Church of St Cadoc is a Grade II* listed building in the Monmouthshire local planning authority area, Wales. First listed on 27 November 1953. House.
Church of St Cadoc
- WRENN ID
- silent-moat-summer
- Grade
- II*
- Local Planning Authority
- Monmouthshire
- Country
- Wales
- Date first listed
- 27 November 1953
- Type
- House
- Source
- Cadw listing
Description
Church of St Cadoc
This is a Grade II* listed church built primarily of rubble stone with ashlar dressings and stone tiles laid in diminishing courses. It comprises a nave, north aisle, chancel, west tower, and south porch, and represents a significant example of late medieval ecclesiastical architecture with 19th-century additions and alterations.
The south porch has stone side walls rising to a height of 2 metres, with upper walls of timber frame construction featuring arch braces rising from short wall posts to the wall plate. The porch gable displays scalloped bargeboards with an ornamental finial, and the roof truss over the entry is arch-braced with a cambered tie-beam. The inner pointed arched entrance doorway is chamfered and fitted with a 19th-century door adorned with applied fillets and ornate strap hinges.
The south wall of the nave contains three 15th-century windows of particular note: a late 15th-century 2-light cinquefoil window with flat head; a 15th-century 3-light cinquefoil window with ribbed panel tracery under a flat head; and a 15th-century window with three ogee-headed lights, each containing cinquefoils and traceried lights beneath a flat head.
The chancel has a south wall featuring a similar but smaller 3-light window with ogee-headed lights, a pointed-arched chamfered doorway with a 19th-century boarded door, a trefoil-headed lancet, and a broad squat buttress at its junction with the nave. A 15th-century east window displays 3-light trefoil design with Perpendicular tracery. The north wall of the chancel contains a trefoil-headed lancet.
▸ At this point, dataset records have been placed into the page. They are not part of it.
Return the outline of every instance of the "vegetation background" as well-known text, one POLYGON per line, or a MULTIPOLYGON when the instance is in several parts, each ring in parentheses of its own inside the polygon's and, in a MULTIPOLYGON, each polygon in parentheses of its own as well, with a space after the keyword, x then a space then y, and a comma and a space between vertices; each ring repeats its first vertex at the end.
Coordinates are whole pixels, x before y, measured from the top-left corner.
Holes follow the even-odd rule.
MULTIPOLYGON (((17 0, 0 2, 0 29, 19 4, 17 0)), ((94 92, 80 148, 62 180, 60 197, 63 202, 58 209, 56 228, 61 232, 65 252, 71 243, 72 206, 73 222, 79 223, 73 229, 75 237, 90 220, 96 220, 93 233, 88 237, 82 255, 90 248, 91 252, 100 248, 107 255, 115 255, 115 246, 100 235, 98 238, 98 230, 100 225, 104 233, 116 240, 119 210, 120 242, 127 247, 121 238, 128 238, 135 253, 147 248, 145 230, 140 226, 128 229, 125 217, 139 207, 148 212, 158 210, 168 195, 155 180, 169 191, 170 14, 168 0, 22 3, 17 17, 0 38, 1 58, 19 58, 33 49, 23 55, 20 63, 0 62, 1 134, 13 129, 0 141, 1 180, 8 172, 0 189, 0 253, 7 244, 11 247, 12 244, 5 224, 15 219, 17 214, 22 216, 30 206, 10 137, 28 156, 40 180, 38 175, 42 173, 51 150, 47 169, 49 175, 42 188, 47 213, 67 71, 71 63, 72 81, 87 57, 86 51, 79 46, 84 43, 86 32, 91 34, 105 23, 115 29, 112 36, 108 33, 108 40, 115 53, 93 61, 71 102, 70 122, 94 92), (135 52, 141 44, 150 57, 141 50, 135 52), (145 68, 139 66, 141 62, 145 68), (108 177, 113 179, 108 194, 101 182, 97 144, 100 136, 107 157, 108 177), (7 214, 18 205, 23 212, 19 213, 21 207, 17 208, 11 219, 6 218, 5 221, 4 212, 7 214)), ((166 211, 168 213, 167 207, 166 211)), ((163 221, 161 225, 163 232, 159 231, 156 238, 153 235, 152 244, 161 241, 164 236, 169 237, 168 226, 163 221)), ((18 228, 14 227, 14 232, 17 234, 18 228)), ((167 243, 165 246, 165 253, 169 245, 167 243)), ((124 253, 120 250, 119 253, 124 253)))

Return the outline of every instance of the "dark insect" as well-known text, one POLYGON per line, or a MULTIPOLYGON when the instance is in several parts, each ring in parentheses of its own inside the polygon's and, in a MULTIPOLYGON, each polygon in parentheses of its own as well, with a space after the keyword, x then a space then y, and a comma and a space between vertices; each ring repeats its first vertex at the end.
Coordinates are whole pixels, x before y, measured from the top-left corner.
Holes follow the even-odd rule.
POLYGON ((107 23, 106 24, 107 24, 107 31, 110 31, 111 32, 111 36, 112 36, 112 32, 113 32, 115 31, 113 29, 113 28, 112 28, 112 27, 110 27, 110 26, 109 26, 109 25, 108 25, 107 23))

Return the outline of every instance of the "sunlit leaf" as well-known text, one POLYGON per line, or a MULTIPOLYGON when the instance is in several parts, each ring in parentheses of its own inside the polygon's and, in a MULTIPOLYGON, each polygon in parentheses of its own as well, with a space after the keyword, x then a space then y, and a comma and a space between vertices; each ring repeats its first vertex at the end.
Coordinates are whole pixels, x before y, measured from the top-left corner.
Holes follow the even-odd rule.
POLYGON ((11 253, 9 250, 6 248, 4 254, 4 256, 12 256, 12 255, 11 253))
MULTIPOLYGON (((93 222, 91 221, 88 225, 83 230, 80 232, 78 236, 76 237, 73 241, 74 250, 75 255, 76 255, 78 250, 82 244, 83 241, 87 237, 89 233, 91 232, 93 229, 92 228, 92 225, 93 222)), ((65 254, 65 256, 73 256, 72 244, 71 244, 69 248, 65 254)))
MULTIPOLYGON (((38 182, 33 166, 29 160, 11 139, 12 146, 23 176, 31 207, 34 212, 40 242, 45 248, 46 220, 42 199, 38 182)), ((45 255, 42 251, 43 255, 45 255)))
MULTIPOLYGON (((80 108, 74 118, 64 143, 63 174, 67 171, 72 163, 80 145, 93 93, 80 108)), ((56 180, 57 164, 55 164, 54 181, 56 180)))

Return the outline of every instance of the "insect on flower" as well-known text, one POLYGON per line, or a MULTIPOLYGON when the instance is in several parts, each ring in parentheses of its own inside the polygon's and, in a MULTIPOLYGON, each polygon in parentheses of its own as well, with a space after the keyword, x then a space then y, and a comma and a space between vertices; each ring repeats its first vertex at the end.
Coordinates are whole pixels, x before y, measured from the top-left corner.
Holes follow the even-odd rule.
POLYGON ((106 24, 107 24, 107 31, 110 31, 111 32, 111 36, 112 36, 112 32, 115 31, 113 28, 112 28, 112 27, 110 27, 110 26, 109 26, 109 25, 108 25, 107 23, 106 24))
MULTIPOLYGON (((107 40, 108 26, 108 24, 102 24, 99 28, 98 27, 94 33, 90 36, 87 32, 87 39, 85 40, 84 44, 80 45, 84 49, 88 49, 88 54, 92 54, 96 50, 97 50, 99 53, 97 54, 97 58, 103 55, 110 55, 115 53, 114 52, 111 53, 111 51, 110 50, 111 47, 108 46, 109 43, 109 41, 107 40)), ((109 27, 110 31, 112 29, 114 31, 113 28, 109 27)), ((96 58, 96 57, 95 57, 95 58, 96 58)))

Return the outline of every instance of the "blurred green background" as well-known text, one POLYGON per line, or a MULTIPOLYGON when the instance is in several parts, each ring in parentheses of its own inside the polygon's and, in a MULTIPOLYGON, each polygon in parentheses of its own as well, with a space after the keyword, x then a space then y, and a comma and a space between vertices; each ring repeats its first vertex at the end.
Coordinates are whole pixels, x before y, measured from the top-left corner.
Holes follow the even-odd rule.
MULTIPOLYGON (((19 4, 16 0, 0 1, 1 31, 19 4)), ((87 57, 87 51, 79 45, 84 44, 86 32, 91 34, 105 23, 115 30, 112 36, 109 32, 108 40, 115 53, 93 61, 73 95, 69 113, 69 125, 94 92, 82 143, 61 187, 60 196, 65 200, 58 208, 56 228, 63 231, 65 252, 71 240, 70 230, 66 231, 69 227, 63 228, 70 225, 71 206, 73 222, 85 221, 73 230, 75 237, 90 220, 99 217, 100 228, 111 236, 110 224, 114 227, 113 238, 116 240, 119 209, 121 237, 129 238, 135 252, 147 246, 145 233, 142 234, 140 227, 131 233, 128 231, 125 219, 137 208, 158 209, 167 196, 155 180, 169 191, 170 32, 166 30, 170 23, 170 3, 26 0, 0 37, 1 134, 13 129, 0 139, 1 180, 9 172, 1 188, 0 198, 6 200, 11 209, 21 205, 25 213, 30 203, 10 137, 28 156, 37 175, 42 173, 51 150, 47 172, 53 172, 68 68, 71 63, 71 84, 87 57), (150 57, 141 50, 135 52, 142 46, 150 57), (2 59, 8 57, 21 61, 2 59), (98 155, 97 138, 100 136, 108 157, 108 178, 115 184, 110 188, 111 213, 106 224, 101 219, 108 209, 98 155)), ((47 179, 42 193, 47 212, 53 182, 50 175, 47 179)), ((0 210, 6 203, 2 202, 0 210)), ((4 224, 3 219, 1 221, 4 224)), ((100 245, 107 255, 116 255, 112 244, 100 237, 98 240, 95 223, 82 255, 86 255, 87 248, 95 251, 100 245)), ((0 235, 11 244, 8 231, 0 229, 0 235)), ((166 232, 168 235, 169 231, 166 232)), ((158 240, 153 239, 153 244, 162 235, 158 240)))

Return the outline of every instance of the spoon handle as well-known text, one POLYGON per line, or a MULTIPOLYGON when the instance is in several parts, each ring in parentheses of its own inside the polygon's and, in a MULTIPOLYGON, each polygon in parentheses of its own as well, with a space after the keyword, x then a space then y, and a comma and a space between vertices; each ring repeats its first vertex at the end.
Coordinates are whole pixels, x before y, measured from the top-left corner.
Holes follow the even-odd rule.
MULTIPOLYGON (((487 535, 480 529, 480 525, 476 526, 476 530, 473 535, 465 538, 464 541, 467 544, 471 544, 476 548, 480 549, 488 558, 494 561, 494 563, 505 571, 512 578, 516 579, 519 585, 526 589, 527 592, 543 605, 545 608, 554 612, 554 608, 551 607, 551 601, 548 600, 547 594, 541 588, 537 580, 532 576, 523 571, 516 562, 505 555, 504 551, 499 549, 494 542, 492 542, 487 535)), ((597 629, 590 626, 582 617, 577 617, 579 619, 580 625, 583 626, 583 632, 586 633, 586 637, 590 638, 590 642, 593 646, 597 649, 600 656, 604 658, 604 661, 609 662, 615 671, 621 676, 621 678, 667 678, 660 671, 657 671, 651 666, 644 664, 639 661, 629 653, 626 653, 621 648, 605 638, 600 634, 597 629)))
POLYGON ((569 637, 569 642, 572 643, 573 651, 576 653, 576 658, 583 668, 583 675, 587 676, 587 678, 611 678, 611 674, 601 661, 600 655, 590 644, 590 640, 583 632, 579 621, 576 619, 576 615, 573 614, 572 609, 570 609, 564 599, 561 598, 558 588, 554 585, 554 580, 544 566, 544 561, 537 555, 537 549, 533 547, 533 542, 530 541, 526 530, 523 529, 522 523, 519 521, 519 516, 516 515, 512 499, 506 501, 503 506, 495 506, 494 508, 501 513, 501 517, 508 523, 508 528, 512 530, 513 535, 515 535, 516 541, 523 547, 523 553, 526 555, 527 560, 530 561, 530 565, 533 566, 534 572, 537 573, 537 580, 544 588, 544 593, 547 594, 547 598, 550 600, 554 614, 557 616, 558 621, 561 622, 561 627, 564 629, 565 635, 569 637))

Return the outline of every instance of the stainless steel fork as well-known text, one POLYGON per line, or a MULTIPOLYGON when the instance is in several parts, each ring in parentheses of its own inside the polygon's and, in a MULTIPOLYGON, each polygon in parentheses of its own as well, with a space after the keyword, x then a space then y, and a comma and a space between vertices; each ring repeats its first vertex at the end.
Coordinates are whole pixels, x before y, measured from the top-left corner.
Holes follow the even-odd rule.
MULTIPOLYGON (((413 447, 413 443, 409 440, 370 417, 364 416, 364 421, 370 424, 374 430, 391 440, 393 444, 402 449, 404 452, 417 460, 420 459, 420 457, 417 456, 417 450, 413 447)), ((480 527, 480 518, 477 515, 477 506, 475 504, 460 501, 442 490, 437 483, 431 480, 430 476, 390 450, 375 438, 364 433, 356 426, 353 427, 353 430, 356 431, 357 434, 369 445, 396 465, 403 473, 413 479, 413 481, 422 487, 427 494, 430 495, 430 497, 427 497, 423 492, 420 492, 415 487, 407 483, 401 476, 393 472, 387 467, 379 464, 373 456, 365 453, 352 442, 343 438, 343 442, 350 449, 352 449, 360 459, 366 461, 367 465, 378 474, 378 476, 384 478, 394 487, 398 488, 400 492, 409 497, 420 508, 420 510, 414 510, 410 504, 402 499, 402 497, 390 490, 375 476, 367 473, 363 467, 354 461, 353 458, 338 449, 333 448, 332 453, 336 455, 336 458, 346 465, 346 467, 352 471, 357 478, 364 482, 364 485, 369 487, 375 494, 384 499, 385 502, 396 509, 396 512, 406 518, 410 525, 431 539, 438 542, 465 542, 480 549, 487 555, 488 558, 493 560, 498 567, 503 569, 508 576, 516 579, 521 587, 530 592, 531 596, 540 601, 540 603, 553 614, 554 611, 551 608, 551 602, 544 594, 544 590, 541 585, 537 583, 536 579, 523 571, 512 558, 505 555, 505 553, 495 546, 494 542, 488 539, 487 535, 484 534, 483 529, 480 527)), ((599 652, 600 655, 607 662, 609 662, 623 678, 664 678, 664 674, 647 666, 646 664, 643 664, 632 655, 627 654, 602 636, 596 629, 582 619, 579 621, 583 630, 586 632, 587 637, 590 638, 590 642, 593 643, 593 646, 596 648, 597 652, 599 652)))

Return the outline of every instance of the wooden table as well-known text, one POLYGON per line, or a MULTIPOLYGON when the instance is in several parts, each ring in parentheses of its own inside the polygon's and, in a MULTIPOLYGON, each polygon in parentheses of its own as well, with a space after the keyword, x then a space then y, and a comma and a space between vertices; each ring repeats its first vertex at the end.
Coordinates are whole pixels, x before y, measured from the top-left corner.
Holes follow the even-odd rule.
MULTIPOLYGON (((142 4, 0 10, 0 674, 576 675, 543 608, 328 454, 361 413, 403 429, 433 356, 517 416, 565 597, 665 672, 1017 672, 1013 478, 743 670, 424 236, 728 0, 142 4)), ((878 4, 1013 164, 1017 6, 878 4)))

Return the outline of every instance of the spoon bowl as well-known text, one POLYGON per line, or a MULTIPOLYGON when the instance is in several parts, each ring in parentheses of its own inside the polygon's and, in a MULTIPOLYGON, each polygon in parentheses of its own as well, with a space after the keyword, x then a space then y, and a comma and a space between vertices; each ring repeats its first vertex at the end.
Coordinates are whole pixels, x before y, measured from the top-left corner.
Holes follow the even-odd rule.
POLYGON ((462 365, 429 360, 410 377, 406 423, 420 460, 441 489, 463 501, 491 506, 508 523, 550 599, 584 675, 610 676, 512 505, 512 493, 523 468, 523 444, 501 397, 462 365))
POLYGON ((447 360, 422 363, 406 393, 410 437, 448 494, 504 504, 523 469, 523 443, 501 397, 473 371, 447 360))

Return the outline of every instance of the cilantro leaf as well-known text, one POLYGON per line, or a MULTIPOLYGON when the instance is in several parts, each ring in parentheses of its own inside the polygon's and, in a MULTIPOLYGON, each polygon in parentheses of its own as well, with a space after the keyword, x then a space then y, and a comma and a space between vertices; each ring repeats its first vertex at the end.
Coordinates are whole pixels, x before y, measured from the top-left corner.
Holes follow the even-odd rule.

The north aisle, added in the 19th century as a lean-to structure, has side walls containing 15th-century 2-light and 3-light ogee-headed windows with cinquefoils, apparently salvaged from the nave's north wall and relocated during repairs by Prichard in 1878. The aisle's outer wall features, from left to right: a pointed arched doorway, a buttress with offsets, a lancet pair with trefoils, a second buttress, and another lancet pair.
The west tower rises in three stages. Each face is topped by a battlemented parapet with three merlons projecting on corbels. The bell chamber on each face has louvred 2-light openings with flat heads. A string course runs across the middle of the tower. On the west face, a small single-light window rises above the string course, with a large pointed arched doorway at ground level featuring a chamfered stone surround and a 20th-century oak door decorated with blind Perpendicular panels. The south face of the tower has a single trefoil-headed light at ground level.
The interior walls are plastered with an encaustic tile floor. Both nave and chancel feature 15th-century wagon roofs with moulded ribs and elaborately moulded wall plates; the chancel roof is further decorated with square bosses adorned with floral paterae. The pointed tower arch has a double chamfer that dies into the walls on each side, while the chancel arch is similar but broader. A chamfered Tudor-arched doorway on the left gives access to steps leading to the former rood loft.
The nave's north wall contains a 19th-century arcade of two double-chamfered pointed arches springing from ribbed corbels on each side, supported at the centre by a circular column with a moulded octagonal capital. The chancel piscina is chamfered with a pointed arch and pyramid stops. At the east end of the north aisle stands a 19th-century wooden screen; its lower section is boarded, while the upper portion comprises tall open trefoil-headed panels supported on slender columns with shaft rings, surmounted by an embattled cornice. Early 20th-century pews feature rectangular ends with blind Perpendicular traceried panels. A choir stall with carved fish at each end of the sloping desk is also probably early 20th-century in date. A 19th-century communion rail has wrought iron supports with scrolled brackets.
The 19th-century font has a deep octagonal bowl supported by a short compound pier of four shafts springing from a chamfered octagonal plinth.
The stained glass includes a west window probably from 1848 containing a small crucifixion scene in the centre light in the style of Wailes; a north chancel window depicting an angel and child in memory of E J M Feetham; and a south chancel window of 1848 displaying the arms of the Archbishop of Llandaff.
Few wall monuments survived the 19th-century restoration. Those that remain are located in the lower walls of the west tower and include memorials to James Davies (died 1788) and William Williams (died 1782).